Perturbing local steroidogenesis to improve breast cancer immunity

Breast cancer, particularly triple-negative breast cancer (TNBC), evades the body's immune defences, in part by fostering an immunosuppressive tumour microenvironment. We present evidence that suppressing local steroidogenesis can enhance anti-tumour immunity against TNBC. Through targeted metabolomics of steroids alongside immunohistochemistry techniques, we initially profiled the presence of various steroids in TNBC patient tumours and identified steroidogenic activity in regions with immune infiltration. In mice, genetic inhibition of immune cell steroidogenesis limited TNBC tumour progression, significantly reducing immunosuppressive components such as tumour-associated macrophages, as revealed by single-cell RNA sequencing. Crucially, inhibiting steroidogenesis seems to strengthen anti-tumour immune responses in dendritic cells and T cells by obstructing glucocorticoid signalling, according to RNA sequencing insights. By undertaking metabolic modelling of the single-cell transcriptomics and targeted tumour steroidomics, we identified mast cells and basophils as the primary steroidogenic agents in TNBC, offering pathways for enhanced therapeutic precision.
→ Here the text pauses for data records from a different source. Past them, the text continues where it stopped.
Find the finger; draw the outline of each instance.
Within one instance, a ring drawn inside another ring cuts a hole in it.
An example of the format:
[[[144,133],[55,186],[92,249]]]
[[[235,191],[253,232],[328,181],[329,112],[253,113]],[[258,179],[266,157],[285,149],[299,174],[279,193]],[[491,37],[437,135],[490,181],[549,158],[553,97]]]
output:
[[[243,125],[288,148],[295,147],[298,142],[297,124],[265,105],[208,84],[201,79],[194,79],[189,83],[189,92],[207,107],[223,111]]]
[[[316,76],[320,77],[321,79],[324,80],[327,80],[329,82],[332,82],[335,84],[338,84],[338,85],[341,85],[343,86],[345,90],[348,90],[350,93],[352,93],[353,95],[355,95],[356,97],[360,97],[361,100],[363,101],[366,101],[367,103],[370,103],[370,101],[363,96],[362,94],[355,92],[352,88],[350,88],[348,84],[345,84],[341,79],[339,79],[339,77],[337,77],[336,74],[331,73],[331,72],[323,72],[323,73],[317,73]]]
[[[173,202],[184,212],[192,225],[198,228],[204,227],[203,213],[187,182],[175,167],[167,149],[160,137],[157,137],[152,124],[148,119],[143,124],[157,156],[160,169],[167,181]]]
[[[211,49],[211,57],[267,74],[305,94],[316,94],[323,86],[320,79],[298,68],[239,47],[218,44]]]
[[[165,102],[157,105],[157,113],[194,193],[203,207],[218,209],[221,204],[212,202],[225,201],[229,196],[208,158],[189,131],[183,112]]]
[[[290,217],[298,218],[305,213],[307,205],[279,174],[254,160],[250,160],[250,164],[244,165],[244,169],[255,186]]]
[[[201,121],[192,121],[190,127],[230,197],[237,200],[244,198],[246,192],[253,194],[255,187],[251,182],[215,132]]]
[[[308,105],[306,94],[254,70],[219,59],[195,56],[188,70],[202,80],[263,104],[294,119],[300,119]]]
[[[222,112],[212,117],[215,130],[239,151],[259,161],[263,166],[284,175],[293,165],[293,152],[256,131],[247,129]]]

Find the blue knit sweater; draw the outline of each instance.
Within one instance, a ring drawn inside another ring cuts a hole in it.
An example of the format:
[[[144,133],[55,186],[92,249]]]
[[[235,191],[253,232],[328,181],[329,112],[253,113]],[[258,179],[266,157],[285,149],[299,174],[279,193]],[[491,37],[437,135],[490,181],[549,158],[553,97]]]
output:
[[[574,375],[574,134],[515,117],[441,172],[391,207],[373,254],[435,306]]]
Overall design: The immunosuppressive tumour microenvironment (TME) of triple-negative breast cancer (TNBC) undermines the efficacy of immunotherapies. The role of steroids in this immunosuppression remains incompletely understood. In this study, we employed single-cell RNA sequencing (scRNA-seq) of CD45+ immune cells from TNBC tumours in Cyp11a1^fl/fl Vav1Cre and control mice, investigating how genetic inhibition of immune cell steroidogenesis impedes tumour progression by notably reducing immunosuppressive elements. Further, RNA sequencing of glucocorticoid-treated and untreated human dendritic cells (DCs) revealed that glucocorticoids inhibit immune-activating factors in DCs, thereby weakening their capacity to stimulate T cells. By undertaking metabolic modelling of the single-cell transcriptomics from CD45+mCherry+/- immune cells in TNBC tumours from Cyp11a1-mCherry reporter mice, we identified mast cells as the primary steroidogenic contributors in TNBC, offering avenues for increased therapeutic precision.